A drone used to shoot aerial photos of an Australian real estate listing also captured a topless woman sunbathing in her backyard, and the image wound up on a promotional billboard for the property, news outlets are reporting.
Mandy Lingard said she was suntanning in her backyard in Mount Marta, Melbourne, when she saw a drone overhead, and dismissed it as a kid’s toy, Australian newspaper the Herald Sun reported.
But a few weeks later, she noticed that a large sign marketing the property next door featured an aerial photograph that showed her lying face down in a G-string, the newspaper said.
“It’s in the real estate magazine; it’s on the Internet and on the board, and I’m really embarrassed,” Lingard told the Herald Sun.
Eview Real Estate has apologized for the sign and removed it, according to Mashable. The firm told the tech news website that using the image of Lingard was an oversight, and has “put into place systems and procedure to ensure that such instances do not occur in the future.”
Eview said that drones are commonly used in the Australian real estate industry to shoot photos of properties, and that it had commissioned a third party to shoot aerial images of the waterfront near the listing next to Lingard’s property, according to Mashable.
Eview said that the drones used to shoot the photos have been approved by the Civil Aviation Safety Authority, the Australian government authority responsible for regulating civil aviation.
That would put Eview on firmer legal footing than real estate brokers and agents who use drone photography in the U.S.
The FAA has warned real estate agents who fly their own drones to take pictures or videos of listings that they are not engaged in a “hobby or recreation,” meaning that regulators could attempt to take enforcement actions against them.
It’s also issued cease-and-desist letters to alleged commercial drone operators, and has subpoenaed at least one brokerage with offices in New York City for information about how the company uses drones for marketing.
Yet the FAA’s ability to collect fines against commercial drone operators should it pursue enforcement actions against them remains a matter of dispute.
In March, an administrative judge dismissed the only case in which the FAA has attempted to fine a drone operator, saying the policy notices regulators had previously issued governing commercial operation of drones were not produced through a formal rule-making process.

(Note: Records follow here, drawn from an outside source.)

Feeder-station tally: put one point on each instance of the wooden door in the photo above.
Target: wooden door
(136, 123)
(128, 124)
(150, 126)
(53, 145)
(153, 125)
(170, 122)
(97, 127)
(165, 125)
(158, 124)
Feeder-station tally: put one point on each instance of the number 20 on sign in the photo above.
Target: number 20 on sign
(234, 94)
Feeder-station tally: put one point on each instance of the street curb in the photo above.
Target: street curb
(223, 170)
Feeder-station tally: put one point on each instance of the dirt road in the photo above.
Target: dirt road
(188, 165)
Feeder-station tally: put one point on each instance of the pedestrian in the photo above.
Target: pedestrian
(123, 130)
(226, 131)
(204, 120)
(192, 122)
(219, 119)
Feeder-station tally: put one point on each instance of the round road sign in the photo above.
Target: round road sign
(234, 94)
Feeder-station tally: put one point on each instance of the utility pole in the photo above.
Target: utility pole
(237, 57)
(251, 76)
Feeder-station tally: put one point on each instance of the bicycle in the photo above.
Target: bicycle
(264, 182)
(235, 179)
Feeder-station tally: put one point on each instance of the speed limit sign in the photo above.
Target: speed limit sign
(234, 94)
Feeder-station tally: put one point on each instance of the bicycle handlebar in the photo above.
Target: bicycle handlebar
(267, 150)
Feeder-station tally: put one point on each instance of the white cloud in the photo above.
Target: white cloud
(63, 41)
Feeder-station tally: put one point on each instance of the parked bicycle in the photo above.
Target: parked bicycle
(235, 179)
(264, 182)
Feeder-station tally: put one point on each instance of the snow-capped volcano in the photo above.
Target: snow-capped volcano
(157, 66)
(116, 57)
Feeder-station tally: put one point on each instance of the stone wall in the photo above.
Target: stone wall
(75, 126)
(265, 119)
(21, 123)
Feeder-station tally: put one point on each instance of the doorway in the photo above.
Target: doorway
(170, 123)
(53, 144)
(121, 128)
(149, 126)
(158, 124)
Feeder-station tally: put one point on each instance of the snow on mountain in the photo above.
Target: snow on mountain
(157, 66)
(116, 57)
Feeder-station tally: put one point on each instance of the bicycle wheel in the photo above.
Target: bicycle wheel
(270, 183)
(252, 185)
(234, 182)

The FAA has appealed that decision, and maintains that commercial drone operators “are subject to all existing FAA regulations” while the new rules for drones are being finalized.
Attorneys at NRT, the nation’s largest brokerage, have informed its companies in the Northeast and Eastern Seaboard region that they will “not be procuring drone photography from any vendor, nor will we process and distribute any drone photography provided to the company by an affiliated sales associate.”
The attorneys also “strongly advise” sales associates “not to seek drone photography on their own” because they “may be held responsible for all fines, penalties, costs and fees related to the use of that photography.”